Home > Such a Long Journey Summary & Study Guide

Such a Long Journey (Magill Book Reviews)

At a glance:

  • Author: Rohinton Mistry
  • First Published: 1991
  • Type of Work: Novel
  • Genres: Long fiction

India, the world’s largest democracy, is rapidly becoming the world’s greatest producer of emigre fiction writers: Salman Rushdie in England, Bharati Mukherjee in the United States, and now Rohinton Mistry in Canada. Mistry’s 1987 collection, THE SWIMMING LESSON AND OTHER STORIES, was short-listed for Canada’s prestigious Governor-General’s Award. SUCH A LONG JOURNEY, his first novel, deserves that and more. Narrated in a deceptively simple style, the novel focuses on about a year in the life of Gustad Noble, a Parsi in his mid-forties. Years after the collapse of his father’s bookselling business and the subsequent loss of nearly all the family’s belongings (including the fine furniture made by his grandfather) and after years of sacrifice on his and his wife’s part (especially following his broken hip nine years before), Gustad finally has reason to hope: His elder son, Sohrab, has been accepted at the prestigious India Institute of Technology. Sohrab, however, has other interests, other plans. As relations between father and son deteriorate, the plot of SUCH A LONG JOURNEY begins to take on the melodramatic shading of a Hindi movie. His son’s ingratitude, his daughter’s worsening illness, friction with his neighbors, and soaring prices are set against the backdrop of the second India-Pakistan war and the transformation of east Pakistan into independent (albeit impoverished) Bangladesh.
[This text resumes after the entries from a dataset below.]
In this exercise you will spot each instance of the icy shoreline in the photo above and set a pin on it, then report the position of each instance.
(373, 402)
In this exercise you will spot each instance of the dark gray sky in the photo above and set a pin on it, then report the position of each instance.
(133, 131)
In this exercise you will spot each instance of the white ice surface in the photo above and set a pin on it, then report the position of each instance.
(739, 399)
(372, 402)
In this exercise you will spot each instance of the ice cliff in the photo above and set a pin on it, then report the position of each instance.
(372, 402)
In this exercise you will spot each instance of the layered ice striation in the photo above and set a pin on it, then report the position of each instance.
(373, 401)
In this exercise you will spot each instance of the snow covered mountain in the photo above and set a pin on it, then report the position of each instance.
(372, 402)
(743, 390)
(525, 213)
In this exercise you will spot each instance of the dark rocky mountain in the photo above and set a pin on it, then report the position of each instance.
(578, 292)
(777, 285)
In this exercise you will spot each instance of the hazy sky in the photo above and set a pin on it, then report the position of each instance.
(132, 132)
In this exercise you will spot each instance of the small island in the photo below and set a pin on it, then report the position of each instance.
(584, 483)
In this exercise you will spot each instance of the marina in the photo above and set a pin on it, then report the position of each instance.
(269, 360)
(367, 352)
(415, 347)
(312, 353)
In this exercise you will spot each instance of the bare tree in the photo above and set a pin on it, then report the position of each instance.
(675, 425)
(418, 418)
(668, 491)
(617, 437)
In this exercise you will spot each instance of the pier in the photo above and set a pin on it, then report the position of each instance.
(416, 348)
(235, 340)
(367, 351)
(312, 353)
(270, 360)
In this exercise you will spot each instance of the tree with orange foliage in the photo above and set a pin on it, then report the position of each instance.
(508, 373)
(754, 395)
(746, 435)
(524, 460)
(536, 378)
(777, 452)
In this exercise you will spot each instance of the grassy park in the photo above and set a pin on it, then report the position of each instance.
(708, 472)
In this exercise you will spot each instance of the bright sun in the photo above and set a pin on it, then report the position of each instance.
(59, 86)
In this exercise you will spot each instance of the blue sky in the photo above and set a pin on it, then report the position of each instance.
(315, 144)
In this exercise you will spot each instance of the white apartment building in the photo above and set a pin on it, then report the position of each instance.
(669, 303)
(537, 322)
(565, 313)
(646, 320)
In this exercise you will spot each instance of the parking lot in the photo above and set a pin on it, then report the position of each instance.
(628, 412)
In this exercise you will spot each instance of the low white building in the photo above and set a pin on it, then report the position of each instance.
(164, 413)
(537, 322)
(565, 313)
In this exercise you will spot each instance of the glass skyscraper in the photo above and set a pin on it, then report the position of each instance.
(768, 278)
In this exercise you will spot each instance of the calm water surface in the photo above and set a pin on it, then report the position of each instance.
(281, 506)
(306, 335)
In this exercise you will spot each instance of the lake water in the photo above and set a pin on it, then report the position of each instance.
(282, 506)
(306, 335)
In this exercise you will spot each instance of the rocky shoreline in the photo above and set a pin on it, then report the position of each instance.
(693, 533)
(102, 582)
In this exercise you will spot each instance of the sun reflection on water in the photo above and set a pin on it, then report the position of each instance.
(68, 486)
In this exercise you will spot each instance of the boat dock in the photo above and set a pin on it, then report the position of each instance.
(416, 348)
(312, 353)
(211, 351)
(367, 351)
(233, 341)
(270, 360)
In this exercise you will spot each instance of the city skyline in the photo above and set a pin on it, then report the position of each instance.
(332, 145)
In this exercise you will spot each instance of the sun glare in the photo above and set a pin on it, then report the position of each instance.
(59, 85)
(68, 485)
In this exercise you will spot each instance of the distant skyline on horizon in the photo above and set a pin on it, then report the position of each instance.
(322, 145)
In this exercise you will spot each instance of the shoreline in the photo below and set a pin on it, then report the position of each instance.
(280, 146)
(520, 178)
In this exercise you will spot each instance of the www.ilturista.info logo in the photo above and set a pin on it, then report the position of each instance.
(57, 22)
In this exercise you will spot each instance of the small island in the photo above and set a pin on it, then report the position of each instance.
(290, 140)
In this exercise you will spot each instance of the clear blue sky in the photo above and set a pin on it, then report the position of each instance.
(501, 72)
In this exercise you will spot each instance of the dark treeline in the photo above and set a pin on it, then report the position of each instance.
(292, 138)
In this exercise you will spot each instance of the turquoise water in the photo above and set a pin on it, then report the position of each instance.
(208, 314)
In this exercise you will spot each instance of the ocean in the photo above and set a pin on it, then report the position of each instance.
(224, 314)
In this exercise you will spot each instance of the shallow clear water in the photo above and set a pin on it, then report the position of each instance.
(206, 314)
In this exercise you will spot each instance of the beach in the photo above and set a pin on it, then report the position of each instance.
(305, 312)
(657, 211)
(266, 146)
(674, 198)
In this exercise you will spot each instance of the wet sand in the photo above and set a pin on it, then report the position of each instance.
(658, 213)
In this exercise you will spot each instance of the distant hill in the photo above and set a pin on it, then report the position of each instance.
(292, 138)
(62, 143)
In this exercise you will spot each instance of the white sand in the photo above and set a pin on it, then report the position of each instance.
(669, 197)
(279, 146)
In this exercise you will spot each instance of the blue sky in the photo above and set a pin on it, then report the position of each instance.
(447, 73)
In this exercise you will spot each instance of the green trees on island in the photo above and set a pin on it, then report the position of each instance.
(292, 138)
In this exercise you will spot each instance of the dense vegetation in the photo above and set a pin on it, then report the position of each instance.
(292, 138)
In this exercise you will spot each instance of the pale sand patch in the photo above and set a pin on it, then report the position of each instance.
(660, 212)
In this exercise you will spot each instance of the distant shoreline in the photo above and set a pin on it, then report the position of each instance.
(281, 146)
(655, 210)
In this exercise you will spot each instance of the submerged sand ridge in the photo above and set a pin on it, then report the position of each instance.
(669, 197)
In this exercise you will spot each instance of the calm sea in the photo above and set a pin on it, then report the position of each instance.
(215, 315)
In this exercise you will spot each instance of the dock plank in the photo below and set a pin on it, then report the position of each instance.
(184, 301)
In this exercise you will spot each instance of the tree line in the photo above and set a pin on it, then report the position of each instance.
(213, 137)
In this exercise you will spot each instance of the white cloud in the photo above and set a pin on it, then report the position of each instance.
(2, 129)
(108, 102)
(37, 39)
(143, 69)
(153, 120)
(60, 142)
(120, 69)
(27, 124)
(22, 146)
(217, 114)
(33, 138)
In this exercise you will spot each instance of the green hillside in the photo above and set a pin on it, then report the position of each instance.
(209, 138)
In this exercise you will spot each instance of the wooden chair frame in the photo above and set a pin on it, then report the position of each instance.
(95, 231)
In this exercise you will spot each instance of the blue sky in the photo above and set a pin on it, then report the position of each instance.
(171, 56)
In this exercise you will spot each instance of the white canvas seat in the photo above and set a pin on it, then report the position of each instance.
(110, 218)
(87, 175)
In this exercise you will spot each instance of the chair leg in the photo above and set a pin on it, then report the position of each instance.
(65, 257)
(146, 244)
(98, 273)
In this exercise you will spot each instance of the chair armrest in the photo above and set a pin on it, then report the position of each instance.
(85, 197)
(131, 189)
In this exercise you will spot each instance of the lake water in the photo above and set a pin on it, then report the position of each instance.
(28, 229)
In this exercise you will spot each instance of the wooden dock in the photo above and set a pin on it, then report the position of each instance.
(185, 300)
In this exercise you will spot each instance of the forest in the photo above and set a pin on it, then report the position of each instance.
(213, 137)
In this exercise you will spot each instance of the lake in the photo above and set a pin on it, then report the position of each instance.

The simplicity of Mistry’s narrative may recall the work of Rabindranath Tagore, as well as certain of the Satyagit Ray’s films, and the Bombay setting may remind the reader of Rushdie’s MIDNIGHT’S CHILDREN (1980), but SUCH A LONG JOURNEY seems most like Saul Bellow’s fiction, THE DEAN’S DECEMBER (1982) in particular, striking a similarly elegiac yet strangely joyous note and playing Gustad’s private dramas against the larger political situation— which, even as it threatens him with insignificance and even extinction, also reflects his own personal predicaments. Betrayal links their stories: Sohrad’s betrayal of Gustad mirrors Chou En-lai’s betrayal of Nehru in 1962 and Nehru’s daughter Indira Gandhi’s later betrayal of India (for the sake of her son). In SUCH A LONG JOURNEY there is much corruption of the body and of the body politic, but there is also the devotion of Gustad and his friends Dinshawji and Major Jimmy Bilimora. Neither triumphs; instead there is the same kind of balance Gustad finds reaffirmed at the Parsi Tower of Silence, where Dinshawji’s and the Major’s funerals are held: As the soul ascends, the vultures descend. One wishes that a novel as subtle, as seemingly simple, as wise as SUCH A LONG JOURNEY were longer still.